Now say you setup a lot of fastq files to be aligned overnight, and want a quick check to see how they did. We can use grep
to pull out specific lines from all the .err
files at once:
$ grep "mapped" *err
When aligning paired end reads, the alignment information section will be repeated, once for Read 1, and Read 2, plus a combined section. When dealing with paired end data aligned with ‘bbmap’, I find the following to be useful, because it shows how many of R1 and R2 mapped within typical fragment size of each other.
$ grep "mated pair" *err
Samtools
Samtools is a package with a number of subcommands, which you use similar to the module
command.
$ samtools
Shows us a ton of options, but its mostly important to notice this first part:
Usage: samtools <command> [options]
Let’s sort one of the bam files. If we type in one of the subcommands, it’ll give us a list of its individual options:
$ samtools sort
Take note of this one:
-o FILE Write final output to FILE rather than standard output
I mentioned in a previous class a lot of bioinformatics tools are designed to have their results piped from one to another. So by default samtools sort
is not going to save the sorted bam file, but stream it to standard out. Instead, we want it in a file, and the sort
subcommand gives us that option with the -o
option.
So, to sort a bam you can submit the below to the queue:
$ sbatch -o bam_sort.out --wrap="samtools sort SRR5457511_1.bam -o SRR5457511_1.sorted.bam"

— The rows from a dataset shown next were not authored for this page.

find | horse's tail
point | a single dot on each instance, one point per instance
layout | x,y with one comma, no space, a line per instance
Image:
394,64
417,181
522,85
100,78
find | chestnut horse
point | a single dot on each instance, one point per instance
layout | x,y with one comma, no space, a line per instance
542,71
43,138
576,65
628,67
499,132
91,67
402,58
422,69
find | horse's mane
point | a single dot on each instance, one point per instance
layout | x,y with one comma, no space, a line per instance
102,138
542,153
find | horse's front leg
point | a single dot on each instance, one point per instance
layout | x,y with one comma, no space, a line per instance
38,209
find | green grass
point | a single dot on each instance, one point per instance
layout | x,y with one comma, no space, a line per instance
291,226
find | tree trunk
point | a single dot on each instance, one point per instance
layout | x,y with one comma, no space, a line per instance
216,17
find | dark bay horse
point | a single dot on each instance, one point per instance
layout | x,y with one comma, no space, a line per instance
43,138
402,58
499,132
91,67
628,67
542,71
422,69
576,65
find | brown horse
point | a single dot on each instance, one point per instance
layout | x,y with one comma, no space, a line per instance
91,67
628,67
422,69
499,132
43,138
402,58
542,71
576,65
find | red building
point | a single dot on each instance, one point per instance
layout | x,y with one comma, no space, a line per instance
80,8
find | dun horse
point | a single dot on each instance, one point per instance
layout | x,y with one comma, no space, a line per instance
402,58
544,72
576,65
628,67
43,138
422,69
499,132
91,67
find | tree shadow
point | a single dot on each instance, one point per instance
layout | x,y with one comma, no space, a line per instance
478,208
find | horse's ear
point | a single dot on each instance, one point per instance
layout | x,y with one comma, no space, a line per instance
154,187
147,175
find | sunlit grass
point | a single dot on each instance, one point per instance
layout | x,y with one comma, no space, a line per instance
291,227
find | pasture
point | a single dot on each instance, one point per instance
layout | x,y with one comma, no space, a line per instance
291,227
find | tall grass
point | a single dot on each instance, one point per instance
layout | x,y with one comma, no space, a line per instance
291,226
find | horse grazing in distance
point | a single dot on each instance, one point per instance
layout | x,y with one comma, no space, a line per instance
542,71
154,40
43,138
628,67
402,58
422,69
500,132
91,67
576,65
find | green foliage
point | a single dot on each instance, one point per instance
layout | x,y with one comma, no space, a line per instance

Once the sorting is finished, we have the file SRR5457511_1.sorted.bam
- let’s check the file sizes:
$ du -shc *bam
157M SRR5457511_1.bam
106M SRR5457511_1.sorted.bam
The sorted files will get a bit smaller - this is just because they make a little more efficient use of the file structure.
A lot of the programs that require sorted bams also need an index file of the bam. Note, this is not the same sort of index as aligning needs - this is a more traditional index.
$ sbatch -o bam_index.out --wrap="samtools index SRR5457511_1.sorted.bam"
Practice
For homework(!) you can try sorting and indexing the other files. Also think about how you might put these in scripts, or perhaps just one script to get all your aligning and sorting done in one submission to the queue.